Re: [Caml-list] Unexpected restriction in "let rec" expressions

[Loup Vaillant]

2008/2/27, Dirk Thierbach <dthierbach@gmx.de>:
> On Wed, Feb 27, 2008 at 03:04:03PM +0100, Loup Vaillant wrote:
>  > Yes, it does, but I have difficulties reducing this expression.
>
> Where is the problem?

After reducing the call to loop and inlining f in the resulting
expression, I couldn't reduce the recursive let anymore. I thought of
replacing the let by a lambda expression, but since it is recursive,
it can't be done (or at least it's not trivial). But this is not a
problem anymore.

>  > Do you have another example which can be reduced to head normal form
>  > (say the result is an int instead of a list)?
>
> Not with ground types, but would the factorial function help?
>
>  f (x,g) = (g x, g') where
>   g' 0 = 1
>   g' y = y * g (y-1)
>
>  *Main> [loop f x | x <- [0..10]]
>  [1,1,2,6,24,120,720,5040,40320,362880,3628800]

Cool, this is exactly what I wanted, thanks.

>  BTW, lazy evaluation uses weak head normal form (WHNF), not head normal
>  form.

This is precisely why I wanted the result type to be such that
WHNF=>HNF. Int is such a type.

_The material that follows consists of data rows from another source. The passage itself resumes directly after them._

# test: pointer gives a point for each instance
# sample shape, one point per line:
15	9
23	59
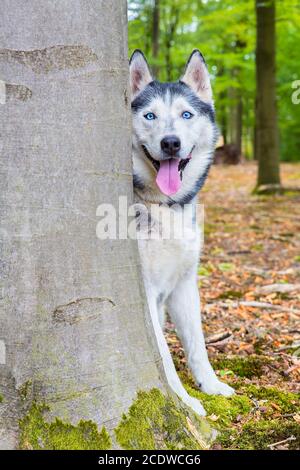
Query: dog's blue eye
186	115
150	116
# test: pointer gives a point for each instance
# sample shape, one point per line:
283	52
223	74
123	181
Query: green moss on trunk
36	433
155	421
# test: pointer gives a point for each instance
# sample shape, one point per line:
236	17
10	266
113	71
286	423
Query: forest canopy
225	32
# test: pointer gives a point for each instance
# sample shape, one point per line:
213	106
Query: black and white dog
174	136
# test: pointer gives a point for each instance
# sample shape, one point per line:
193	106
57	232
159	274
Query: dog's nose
170	144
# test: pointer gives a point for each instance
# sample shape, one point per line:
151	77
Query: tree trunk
267	145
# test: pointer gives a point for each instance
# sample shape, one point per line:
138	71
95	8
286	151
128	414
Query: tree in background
267	138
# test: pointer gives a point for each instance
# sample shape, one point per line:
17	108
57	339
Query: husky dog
174	136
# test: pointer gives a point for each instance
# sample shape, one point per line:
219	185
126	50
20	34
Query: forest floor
249	281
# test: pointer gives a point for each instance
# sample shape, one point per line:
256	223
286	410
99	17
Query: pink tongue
168	176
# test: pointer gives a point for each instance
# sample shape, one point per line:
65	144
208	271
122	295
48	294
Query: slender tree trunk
75	332
236	115
267	145
155	35
74	326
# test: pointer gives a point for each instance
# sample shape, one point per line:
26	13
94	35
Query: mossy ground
256	416
155	421
37	434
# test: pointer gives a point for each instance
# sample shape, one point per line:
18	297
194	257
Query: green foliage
259	435
225	32
36	433
249	367
225	409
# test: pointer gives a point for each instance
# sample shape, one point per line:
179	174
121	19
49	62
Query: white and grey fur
170	266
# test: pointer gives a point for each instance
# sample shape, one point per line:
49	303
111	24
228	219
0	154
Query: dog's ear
139	71
196	76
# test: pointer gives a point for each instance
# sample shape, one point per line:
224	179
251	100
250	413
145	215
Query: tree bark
155	35
267	141
74	325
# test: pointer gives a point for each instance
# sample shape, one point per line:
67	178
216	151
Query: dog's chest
169	250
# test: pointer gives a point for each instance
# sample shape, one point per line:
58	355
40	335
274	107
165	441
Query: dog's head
174	131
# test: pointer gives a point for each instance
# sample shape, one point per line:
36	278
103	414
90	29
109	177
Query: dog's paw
194	404
215	387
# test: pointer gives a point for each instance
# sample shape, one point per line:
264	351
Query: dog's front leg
184	308
168	365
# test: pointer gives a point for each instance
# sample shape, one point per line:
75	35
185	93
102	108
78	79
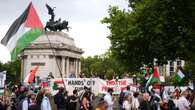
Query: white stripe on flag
181	75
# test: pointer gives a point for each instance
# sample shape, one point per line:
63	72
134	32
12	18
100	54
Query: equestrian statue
55	25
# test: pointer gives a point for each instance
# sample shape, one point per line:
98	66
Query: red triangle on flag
33	20
32	74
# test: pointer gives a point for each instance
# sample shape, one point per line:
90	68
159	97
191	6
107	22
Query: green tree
161	29
13	70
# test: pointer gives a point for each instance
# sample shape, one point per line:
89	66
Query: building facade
54	53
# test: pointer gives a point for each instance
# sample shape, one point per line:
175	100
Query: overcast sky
84	18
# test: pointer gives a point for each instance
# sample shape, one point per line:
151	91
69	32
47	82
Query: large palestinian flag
25	29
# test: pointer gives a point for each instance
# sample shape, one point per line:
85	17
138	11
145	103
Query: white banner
97	85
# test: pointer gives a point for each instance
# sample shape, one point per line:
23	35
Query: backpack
56	99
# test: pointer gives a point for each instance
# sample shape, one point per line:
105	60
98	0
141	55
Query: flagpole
59	68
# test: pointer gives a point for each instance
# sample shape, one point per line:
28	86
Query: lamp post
135	79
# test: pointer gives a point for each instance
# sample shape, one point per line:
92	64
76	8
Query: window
171	68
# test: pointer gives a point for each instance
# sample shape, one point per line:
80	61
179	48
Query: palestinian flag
31	76
154	78
25	29
179	76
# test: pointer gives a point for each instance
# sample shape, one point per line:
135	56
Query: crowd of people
23	98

List is not.

Loup

Re: [Caml-list] Unexpected restriction in "let rec" expressions

[Loup Vaillant]

Yahoo! I got it, many thanks!

2008/2/27, Pal-Kristian Engstad <pal_engstad@naughtydog.com>:
> Loup Vaillant wrote:
>  > loop :: ((a,c) -> (b,c)) -> a -> b
>  > loop f a = b
>  >   where (b,c) = f (a,c)
>
> Remember that values in Haskell are lazy, which simply means that they
>  are pointers to things that is either a pointer to a function to
>  evaluate it, or the cached value. (This works, since all Haskell values
>  are immutable.)

No problem with that. I just have some subtleties to learn about lazy
graph reduction yet. What is a bit harder is to turn myself in a
strictness analyzer when writing lazy code in my favorite strict
language :-).

> [...]
>
>  In other words, we're telling the compiler: Given a function f :: (a, c)
>  -> (b, c) and a value of type a, loop f a will give the result b by
>  evaluating (b, c') = f (a, c) where c' == c always.

That is the explanation I have waited for. I didn't have the idea to
push mathematical reasoning to the end, so I continued to bother
myself with an order of evaluation (even lazy), forgetting what a non
strict semantic really means. Thank you.

Loup

PS: do you use Ocaml (or whatever FP language or technique) at
naughtydog? What for, then (provided you can tell me, of course)?